Aggas is the staff astronomer, which includes a background in engineering, who began his journey as many do, as an amateur. An amateur no longer, he owns 19 patents, has been published in Astronomy Tech Today, had an asteroid named after him in 2012 for his contributions to astronomy to name a few of his accomplishments. He’s excited to share his observatory and the wonders of the universe with others.
The observatory is owned by Apache-Sitgreaves Research Center, Inc., (ASRCI) an independent research facility of which Aggas is the Director. Over 13 years ago while searching for a location, Aggas took into account the fact that the Heber-Overgaard area is considered to have “World Class Skies”. There are several reasons for this, with one being the 6800’ elevation on top of the Mogollon Rim Escarpment. There are two other large telescopes on the Rim—Lowell Observatory in Flagstaff and the Discovery Telescope in Happy Jack.
A couple other reasons for the “World Class Skies” is the low rainfall and the distance away from urban areas. We’re in the middle of the Apache-Sitgreaves National Forest and near a couple Native American Reservations, both which tend to limit growth.
“The astronomy industry contributes $250 million to the Arizona economy,” Aggas told the group. As a small community that already caters to tourism, Apache-Sitgreaves Observatory is an exciting develop for our local economy.
ASRCI is currently in Phase I with plans for Phase II already on the drawing board. To raise their funds, they sell tickets for viewings for up to 16 people for a 2.5-3 hour viewing program and entry level astronomy tools and supplies.
There are three telescopes now which are used for different sightings.
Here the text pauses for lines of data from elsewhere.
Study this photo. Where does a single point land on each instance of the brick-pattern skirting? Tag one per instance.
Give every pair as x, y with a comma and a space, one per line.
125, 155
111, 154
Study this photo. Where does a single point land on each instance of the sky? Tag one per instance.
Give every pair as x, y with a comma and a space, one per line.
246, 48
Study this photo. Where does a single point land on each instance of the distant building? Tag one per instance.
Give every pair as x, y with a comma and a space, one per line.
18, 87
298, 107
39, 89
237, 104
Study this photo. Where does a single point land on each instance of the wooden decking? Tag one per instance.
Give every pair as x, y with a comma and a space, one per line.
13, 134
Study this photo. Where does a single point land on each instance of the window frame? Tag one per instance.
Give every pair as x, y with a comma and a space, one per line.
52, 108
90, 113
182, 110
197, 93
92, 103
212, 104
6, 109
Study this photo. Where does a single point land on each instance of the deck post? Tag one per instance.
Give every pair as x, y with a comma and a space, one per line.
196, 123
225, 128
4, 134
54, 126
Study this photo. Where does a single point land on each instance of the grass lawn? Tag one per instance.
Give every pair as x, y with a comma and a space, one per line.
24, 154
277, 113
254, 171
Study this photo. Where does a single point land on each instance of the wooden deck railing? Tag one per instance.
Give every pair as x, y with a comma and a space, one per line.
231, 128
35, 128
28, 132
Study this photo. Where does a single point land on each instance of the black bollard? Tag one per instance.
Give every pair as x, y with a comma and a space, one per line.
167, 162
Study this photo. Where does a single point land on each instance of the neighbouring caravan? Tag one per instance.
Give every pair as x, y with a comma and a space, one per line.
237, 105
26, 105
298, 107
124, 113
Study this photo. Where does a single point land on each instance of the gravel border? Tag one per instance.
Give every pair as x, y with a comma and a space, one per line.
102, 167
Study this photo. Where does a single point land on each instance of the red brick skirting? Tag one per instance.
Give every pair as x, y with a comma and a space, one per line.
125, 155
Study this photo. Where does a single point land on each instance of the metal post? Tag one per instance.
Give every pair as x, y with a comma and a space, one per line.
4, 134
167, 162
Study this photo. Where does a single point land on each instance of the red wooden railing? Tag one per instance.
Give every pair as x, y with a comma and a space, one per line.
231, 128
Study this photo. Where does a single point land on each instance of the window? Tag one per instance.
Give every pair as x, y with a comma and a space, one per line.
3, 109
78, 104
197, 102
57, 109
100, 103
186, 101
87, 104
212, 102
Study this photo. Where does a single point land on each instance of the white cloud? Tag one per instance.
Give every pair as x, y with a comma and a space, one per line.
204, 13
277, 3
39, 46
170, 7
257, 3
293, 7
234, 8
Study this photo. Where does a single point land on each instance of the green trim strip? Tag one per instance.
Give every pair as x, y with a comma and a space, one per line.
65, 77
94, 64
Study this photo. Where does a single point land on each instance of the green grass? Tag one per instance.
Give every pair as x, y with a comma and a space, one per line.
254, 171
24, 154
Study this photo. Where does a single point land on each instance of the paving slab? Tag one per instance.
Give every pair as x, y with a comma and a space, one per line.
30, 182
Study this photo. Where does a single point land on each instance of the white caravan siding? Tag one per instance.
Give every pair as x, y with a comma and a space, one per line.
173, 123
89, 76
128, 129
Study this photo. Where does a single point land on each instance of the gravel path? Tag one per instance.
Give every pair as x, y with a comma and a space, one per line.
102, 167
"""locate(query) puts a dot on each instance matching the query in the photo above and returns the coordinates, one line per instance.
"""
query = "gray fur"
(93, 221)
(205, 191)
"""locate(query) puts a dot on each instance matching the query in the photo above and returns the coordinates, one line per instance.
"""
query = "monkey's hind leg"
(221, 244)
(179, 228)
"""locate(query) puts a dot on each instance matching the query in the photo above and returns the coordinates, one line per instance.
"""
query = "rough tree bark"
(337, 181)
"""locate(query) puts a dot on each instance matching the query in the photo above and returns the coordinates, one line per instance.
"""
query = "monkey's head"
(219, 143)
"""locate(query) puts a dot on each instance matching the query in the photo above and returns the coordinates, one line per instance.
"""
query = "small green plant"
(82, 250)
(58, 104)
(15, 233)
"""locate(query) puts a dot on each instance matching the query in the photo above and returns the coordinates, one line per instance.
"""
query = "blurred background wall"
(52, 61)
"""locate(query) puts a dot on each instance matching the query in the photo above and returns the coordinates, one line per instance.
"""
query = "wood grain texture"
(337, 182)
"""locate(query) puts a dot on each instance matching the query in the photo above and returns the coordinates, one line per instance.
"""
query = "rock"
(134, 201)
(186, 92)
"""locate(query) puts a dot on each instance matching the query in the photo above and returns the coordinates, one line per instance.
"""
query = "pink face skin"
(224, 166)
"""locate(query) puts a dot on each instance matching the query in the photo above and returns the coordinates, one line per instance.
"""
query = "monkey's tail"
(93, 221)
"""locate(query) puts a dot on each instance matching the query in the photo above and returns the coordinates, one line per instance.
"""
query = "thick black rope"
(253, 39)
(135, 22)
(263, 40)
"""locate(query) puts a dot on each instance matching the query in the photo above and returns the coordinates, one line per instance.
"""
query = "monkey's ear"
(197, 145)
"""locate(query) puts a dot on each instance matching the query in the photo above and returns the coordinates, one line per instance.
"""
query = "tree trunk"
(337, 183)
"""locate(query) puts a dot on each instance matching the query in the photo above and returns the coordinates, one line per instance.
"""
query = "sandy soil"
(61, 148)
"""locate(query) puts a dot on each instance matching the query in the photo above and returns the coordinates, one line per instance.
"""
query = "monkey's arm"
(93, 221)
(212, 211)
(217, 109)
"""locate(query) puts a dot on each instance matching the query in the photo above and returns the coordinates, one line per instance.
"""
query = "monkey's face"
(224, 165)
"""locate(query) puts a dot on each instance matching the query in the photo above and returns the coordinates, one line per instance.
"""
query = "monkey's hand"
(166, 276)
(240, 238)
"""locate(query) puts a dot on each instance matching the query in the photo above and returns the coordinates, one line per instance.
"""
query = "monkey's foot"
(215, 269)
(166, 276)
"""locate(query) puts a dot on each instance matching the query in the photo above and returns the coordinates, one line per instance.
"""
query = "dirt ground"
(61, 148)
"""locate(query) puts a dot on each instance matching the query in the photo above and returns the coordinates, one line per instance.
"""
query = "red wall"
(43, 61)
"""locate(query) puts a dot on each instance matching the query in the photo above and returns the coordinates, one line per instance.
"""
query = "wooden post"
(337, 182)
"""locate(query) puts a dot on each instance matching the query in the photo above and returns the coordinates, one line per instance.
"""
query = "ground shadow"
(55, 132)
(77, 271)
The smallest is 2.5” (60 mm refractor) through which you’d look at one full moon; next is the 8” diameter Schmidt-Cassegrain telescope bolted to the side of the 36-inch telescope through which you’d look at four moons; then the BIG Meter-Class 36” (.914 meters) through which you’ll look at galaxies.
“The comment we hear most when looking through the 36” telescope is ‘WOW!’” Aggas told us. Even those who are used to astronomy are reportedly amazed when looking through the telescope into our dark skies. He reported there are 200 galaxies bright enough to see colors. If you purchase an item, including a ticket, you’ll become a member of the Friends of The Observatory and your name will be included in the Phase II building! Tickets and astronomy items are available for purchase on their website apache-sitgreaves.org.
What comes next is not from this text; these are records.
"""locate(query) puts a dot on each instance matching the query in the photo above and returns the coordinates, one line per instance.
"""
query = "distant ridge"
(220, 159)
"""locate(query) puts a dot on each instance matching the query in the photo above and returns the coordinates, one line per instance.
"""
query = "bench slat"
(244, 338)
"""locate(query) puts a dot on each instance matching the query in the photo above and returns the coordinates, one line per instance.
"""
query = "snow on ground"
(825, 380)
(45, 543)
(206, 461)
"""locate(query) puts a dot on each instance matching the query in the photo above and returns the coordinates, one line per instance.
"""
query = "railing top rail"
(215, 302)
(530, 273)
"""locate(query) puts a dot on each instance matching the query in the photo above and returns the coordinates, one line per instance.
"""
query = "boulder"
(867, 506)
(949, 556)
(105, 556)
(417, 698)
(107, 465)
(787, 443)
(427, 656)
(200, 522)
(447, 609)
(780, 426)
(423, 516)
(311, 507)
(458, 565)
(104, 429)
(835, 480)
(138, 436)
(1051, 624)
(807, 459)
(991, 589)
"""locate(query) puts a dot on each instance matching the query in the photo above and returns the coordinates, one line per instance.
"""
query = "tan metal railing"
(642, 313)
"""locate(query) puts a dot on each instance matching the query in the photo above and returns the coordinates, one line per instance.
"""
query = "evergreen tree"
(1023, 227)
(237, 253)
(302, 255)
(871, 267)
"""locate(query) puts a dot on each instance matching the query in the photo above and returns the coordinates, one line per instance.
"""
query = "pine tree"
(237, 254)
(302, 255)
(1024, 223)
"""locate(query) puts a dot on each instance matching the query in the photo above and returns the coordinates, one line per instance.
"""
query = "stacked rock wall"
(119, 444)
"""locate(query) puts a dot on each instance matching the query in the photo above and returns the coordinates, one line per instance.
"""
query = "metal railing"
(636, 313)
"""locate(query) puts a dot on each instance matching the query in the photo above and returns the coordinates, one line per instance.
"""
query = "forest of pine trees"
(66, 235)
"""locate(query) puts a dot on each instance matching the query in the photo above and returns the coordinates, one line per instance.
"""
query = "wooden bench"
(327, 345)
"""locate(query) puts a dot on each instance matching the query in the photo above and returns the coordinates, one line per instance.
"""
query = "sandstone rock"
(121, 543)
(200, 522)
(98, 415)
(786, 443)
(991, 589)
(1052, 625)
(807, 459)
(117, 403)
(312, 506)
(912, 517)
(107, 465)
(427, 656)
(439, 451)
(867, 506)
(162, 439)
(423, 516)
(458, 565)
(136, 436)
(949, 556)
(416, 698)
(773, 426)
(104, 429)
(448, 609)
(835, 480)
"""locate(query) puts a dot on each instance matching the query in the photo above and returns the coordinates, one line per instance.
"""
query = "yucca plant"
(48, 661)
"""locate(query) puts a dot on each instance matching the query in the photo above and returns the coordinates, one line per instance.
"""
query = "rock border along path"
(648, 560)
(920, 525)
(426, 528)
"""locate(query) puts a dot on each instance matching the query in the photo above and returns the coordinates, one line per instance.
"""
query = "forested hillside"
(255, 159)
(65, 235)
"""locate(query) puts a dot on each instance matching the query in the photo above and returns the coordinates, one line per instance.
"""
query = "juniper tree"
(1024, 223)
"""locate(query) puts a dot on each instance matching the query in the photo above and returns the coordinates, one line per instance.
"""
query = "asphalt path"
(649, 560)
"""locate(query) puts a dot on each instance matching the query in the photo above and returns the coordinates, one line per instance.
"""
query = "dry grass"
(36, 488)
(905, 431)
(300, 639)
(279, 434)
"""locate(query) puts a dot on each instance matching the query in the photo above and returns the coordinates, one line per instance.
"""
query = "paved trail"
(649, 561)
Classes available include:
- Night Sky Observing – You can see nebula dust and it’s dark enough that the Milky Way actually casts a shadow!
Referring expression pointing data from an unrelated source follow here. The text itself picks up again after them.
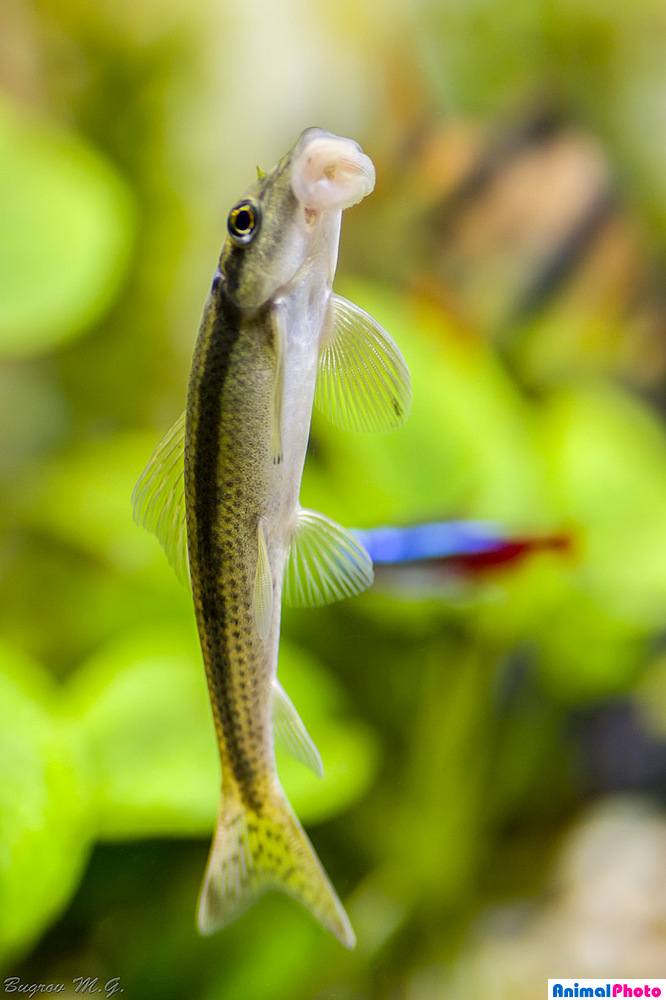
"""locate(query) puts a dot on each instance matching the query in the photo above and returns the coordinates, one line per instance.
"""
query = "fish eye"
(243, 223)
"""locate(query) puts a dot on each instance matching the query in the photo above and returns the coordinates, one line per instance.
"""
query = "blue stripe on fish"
(437, 540)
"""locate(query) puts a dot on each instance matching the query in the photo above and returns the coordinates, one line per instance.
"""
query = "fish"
(468, 546)
(221, 492)
(419, 556)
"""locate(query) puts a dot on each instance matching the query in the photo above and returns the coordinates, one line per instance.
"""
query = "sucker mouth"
(330, 173)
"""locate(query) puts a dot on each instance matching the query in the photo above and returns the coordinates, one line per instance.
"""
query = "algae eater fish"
(274, 338)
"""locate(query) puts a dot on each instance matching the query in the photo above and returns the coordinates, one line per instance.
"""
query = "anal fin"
(291, 733)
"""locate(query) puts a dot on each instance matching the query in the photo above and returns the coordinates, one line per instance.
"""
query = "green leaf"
(146, 722)
(66, 219)
(45, 834)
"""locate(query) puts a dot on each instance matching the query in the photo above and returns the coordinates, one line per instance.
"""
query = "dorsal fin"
(158, 498)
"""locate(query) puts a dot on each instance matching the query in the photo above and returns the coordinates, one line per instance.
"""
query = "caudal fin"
(253, 852)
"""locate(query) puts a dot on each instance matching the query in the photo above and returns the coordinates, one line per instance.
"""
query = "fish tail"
(254, 851)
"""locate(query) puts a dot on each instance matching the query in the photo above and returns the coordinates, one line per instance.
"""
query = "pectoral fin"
(158, 498)
(325, 562)
(363, 382)
(291, 732)
(263, 587)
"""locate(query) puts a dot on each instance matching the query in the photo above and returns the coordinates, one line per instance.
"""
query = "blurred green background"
(494, 744)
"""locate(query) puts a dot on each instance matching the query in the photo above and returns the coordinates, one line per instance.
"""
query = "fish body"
(273, 338)
(468, 548)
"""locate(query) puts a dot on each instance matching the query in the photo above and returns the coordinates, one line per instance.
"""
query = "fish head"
(290, 218)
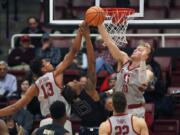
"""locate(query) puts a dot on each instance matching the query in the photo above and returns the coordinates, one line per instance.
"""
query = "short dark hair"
(57, 110)
(36, 66)
(119, 102)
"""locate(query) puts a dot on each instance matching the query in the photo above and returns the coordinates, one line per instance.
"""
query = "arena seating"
(166, 127)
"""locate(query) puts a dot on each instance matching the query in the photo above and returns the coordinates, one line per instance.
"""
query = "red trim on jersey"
(56, 82)
(133, 126)
(133, 106)
(37, 89)
(110, 126)
(120, 114)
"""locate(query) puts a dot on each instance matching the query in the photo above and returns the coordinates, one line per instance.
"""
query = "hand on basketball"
(84, 28)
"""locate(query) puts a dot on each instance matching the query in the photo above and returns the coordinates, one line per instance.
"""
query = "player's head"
(41, 66)
(24, 85)
(83, 81)
(58, 111)
(144, 48)
(119, 102)
(72, 90)
(32, 22)
(3, 69)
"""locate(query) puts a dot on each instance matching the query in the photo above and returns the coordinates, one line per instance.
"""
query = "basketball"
(94, 16)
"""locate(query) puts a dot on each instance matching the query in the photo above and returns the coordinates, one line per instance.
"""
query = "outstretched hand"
(84, 29)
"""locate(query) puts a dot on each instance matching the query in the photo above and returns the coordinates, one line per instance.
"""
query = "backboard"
(56, 13)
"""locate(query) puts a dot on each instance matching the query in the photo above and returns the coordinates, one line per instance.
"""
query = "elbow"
(14, 109)
(74, 50)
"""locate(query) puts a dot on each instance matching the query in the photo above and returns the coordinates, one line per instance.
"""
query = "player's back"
(48, 93)
(128, 83)
(122, 125)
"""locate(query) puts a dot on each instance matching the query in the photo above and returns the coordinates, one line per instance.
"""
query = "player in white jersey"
(122, 123)
(132, 74)
(49, 83)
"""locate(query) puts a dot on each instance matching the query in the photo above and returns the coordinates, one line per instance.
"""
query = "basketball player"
(85, 101)
(133, 73)
(58, 114)
(3, 128)
(122, 123)
(49, 83)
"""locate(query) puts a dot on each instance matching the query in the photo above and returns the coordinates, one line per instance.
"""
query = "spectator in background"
(22, 117)
(20, 57)
(47, 51)
(58, 114)
(13, 127)
(104, 60)
(8, 82)
(3, 128)
(33, 27)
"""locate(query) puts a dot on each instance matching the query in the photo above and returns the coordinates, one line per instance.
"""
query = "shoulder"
(11, 76)
(105, 128)
(140, 122)
(149, 73)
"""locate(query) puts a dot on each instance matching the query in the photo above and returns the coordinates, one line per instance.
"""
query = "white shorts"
(139, 112)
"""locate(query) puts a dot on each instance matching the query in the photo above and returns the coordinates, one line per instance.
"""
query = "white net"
(116, 23)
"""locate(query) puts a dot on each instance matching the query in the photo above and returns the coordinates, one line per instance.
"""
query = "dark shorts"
(88, 131)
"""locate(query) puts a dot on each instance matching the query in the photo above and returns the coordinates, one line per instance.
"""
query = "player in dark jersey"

- Couple’s Night/Night Sky Photography Workshop – (Note: no telescopes are used in this workshop) A romantic night under the stars learning about cameras and astronomy. Everything is provided for you; Camera, Wide-Field Lens, Tripod, World-Class Dark Skies, and, advice to take your very own beautiful star-filled images. Learn the constellations, how to photograph the Milky Way, capture star trails, long exposures, and light painting.
- Daytime Solar Viewing and Listening – See the Sun’s surface safely, view the Solar Spectrum, and hear the Sun on the decametric radio telescope. Learn about the different types of light, the chromosphere, sun spots and more.
- Citizen Scientist Activity/Meteor Shower Viewing and Analysis – Come for the fun of it or join in on the science of documenting the meteors you have seen. Throughout the year there are spectacular displays of “shooting stars” or meteors, streaking across the sky. On select nights they set up for a late-night meteor viewing adventure, clear or cloudy. There are discussions on astronomy, the constellations, Earth’s orbit and how it intersects with debris left by comets which burn up in our atmosphere. If you do want to participate in the Citizen Scientist activity, all materials will be provided.
One thing Aggas stressed is when you attend an event, don’t follow your GPS’ directions to get there as they will lead you astray. Instead use the maps available on apache-sitgreaves.org.
Look for Mr. Aggas at the Independence Day Festival in Tall Timbers park as he’ll be giving demonstrations on solar viewing.
The last thing he discussed at the meeting is the importance of maintaining our dark skies, not only for Heber-Overgaard, but for the entire state of Arizona. Arizona used to be considered a Dark Sky Sanctuary, but no longer because of the light pollution from the large urban populations. Some Arizona cities are changing their light ordinances and are considered Dark Sky Cities or Communities. A few that have achieved this status are Prescott, Sedona and recently Fountain Hills.
Thanks to Steven Aggas for his informative presentation and for his work in our community. Thank you Rim Country Sr. Community Center and Realtors Teressa and Dee McCluskey for sponsoring Tuesday Talks.